He expressed hope that the US would then refrain from using the veto to thwart such a move.
“We hope we will go to the United Nations in agreement with the Americans,” he said.
Abbas said that, as of now, the PA’s position remains that it will go to the UN in September to ask for recognition of a state on the pre-1967 lines “if efforts to resume the Israeli-Palestinian negotiations fail.”
The path of negotiations is facing many difficulties because of Israel’s refusal to accept the signed agreements and creating new illegal facts on the ground, the PA president said.
“These actions threaten and discredit the peace process,” Abbas charged. “Therefore we are looking forward to the entire international community to assume its role in pushing the peace process forward by emphasizing the need to abide by the two-state solution and rejecting Israel’s settlement policy.”
He said that in the end the Palestinians would triumph “because ours is a just cause and we will enjoy stability and prosperity in an independent state with Jerusalem as its capital.”

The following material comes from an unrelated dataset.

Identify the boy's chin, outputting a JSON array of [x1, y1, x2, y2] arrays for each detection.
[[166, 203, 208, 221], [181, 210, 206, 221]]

The PA government, meanwhile, announced on Tuesday that the Palestinians were ready for statehood more than ever.
The government expressed hope that the international community was ready to “fulfill its duty and end occupation so that the Palestinians would be able to establish an independent state along the 1967 borders with east Jerusalem as its capital.”
Following its weekly meeting in Ramallah, the PA government urged the international community to force Israel to honor international law, especially with regards to halting settlement expansion and settler “assaults.”